Emma Bonino lascia Più Europa: i dettagli

Terremoto in Più Europa. Emma Bonino lascia il partito tra le polemiche. Insieme al suo annunciato anche un altro addio di peso.

Emma Bonino lascia più europa
La politica Emma Bonino (fonte: Instagram)

Domenica intensa per la politica interna. Mentre al congresso del Pd veniva eletto nuovo segretario l’ex premier Enrico Letta, all’interno di Più Europa succedeva un vero e proprio terremoto. Emma Bonino, con un messaggio al veleno per i suoi colleghi, ha abbandonato il partito mettendo a loro disposizione anche il suo seggio da senatrice.

Non è stata la sola, tuttavia, a decidere di lasciare. Si è dimesso dalla carica di segretario del partito Benedetto Della Vedova.

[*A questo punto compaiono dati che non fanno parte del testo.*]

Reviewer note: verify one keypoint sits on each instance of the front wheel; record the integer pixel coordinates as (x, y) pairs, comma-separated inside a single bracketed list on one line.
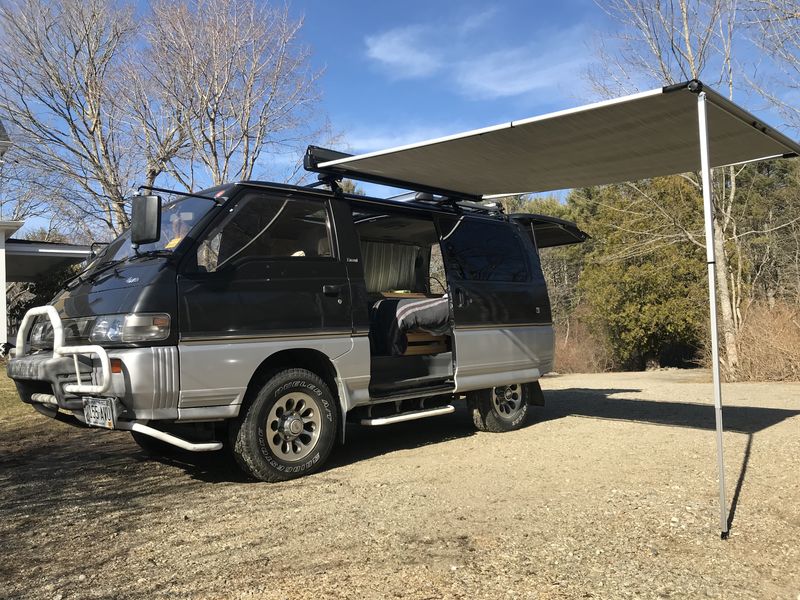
[(289, 428), (499, 409)]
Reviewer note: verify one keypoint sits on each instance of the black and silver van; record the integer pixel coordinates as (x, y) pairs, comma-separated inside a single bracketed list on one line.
[(264, 317)]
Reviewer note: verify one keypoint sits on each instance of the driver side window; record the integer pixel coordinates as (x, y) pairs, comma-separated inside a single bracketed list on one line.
[(264, 226)]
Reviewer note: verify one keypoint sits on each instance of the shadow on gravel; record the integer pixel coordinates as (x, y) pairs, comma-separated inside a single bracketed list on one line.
[(597, 404)]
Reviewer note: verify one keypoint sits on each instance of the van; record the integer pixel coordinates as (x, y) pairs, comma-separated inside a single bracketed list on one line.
[(264, 317)]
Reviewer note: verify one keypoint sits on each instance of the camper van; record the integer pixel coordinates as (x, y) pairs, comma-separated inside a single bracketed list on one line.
[(264, 317)]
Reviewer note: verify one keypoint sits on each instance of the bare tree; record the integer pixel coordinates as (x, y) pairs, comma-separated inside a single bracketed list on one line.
[(775, 25), (238, 76), (58, 62), (78, 99), (666, 42)]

Ma mentre la decisione di quest’ultimo è stata maturata a fine strategici, quella della Bonino è invece una vera e propria accusa di avidità di potere ai suoi compagni di Più Europa. “Non voglio più stare in questo partito”: è così che ha esordito l’ex ministro degli Esteri proprio del governo di Enrico Letta.

Le ragioni dell’addio di Emma Bonino e delle dimissioni di Della Vedova

Emma Bonino e Benedetto Della Vedova lasciano più europa
Benedetto Della Vedova ed Emma Bonino (fonte: Instagram)

Secondo il regolamento interno di Più Europa, il Congresso dovrebbe riunirsi ogni due anni e organizzarlo spetta all’Assemblea. Sembra che invece quest’ultima non abbia intenzione di organizzarne uno prossimamente ed è da qui che sono scaturite le decisioni di Bonino e Della Vedova.

La prima, fondatrice del simbolo, ha accusato alcuni esponenti del partito di non voler organizzare il Congresso perché hanno già deciso tra loro quale sarà la nuova leadership da far eleggere in un Congresso farsa. Lei quindi ha deciso di andarsene prima di essere fatta fuori da altri.

Diversa invece la strategia di Benedetto Della Vedova, segretario. Con le sue dimissioni l’Assemblea è obbligata a convocare un congresso entro i prossimi tre mesi e in quell’occasione il politico presenterà la sua ricandidatura alla segreteria. Nel frattempo le redini del partito andranno in mano alla presidente Simona Viola.